Khorshid (Sun Children)

Majid Majidi condanna lo sfruttamento minorile, un mondo ingiusto. Le intenzioni sono nobili, ma i toni sono convenzionali e l'indagine resta in superficie. In concorso a Venezia 77

6 Settembre 2020
2/5
Khorshid (Sun Children)

L’iraniano Majid Majidi è il regista dei bambini. Lo avevamo già visto specialmente con I ragazzi del paradiso e Il colore del paradiso. Si schiera dalla parte dei più piccoli, difende le realtà disagiate, descrive la vita delle strade, di chi è sfruttato. Negli anni Majidi ha abbandonato, ma non del tutto, alcuni eccessi, come i ralenti in Baran. Oggi è in concorso alla Mostra di Venezia con Khorshid.

Il suo sguardo verso le nuove generazioni è apprezzabile. L’obiettivo è condannare lo sfruttamento minorile. I suoi protagonisti hanno al massimo dodici anni, e cercano di mantenere le famiglie aiutando in qualche garage e commettendo dei furtarelli. Un giorno scoprono che, sotto a un’associazione/scuola benefica, si nasconde un tesoro. Così si iscrivono alle lezioni, e iniziano a scavare.

Si sentono gli echi di I Goonies. L’espediente avventuroso dovrebbe far presa sul pubblico e portarlo a riflettere sul classismo, sugli abusi che i più deboli devono sopportare.

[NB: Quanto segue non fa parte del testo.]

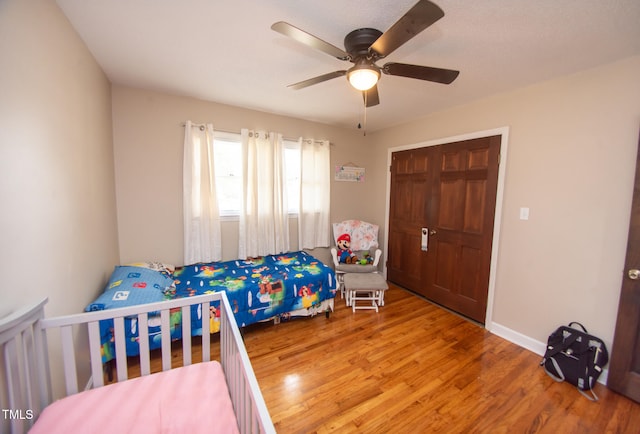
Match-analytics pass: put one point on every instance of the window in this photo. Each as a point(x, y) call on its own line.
point(228, 166)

Ma i toni sono spesso ricattatori, il “messaggio” troppo costruito, e la patina dolciastra vanifica ogni accento di sincerità.

Majidi torna ancora su un tema a lui caro: quello dei profughi afgani in Iran. Discriminati, costretti alla povertà, senza una casa. L’integrazione è un processo che parte dai banchi, dagli insegnanti. Il più dotato della classe non può sostenere l’esame di matematica perché i genitori hanno scelto di spostarsi di nuovo in Afghanistan.

Il regista fotografa un mondo ingiusto, ma resta in superficie. Senza andare troppo lontano, nel 2014 dal Brasile era arrivato Trash di Stephen Daldry, ambientato nelle favelas. Anche lì al centro c’era un gruppo di bambini, e il “tesoro” era il portafoglio di un malavitoso, da cui poi bisognava proteggersi. Il bottino da raggiungere era la metafora di un universo giusto, dove l’uguaglianza e il rispetto sono gli unici principi regolatori. Majidi ripete più o meno lo stesso concetto, col piglio di un film di genere e un montaggio a effetto.

ll racconto è anche frenato da una ripetitività di soluzioni parecchio convenzionali. Il giovane protagonista incontra sempre nuovi ostacoli, anche naturali: terra, lastre di pietra, la furia della pioggia. E non manca la nota più scontata: uno dei suoi amici è bravo col pallone, e pensa che un giorno potrà giocare in nazionale, diventando ricco. Un’occasione persa.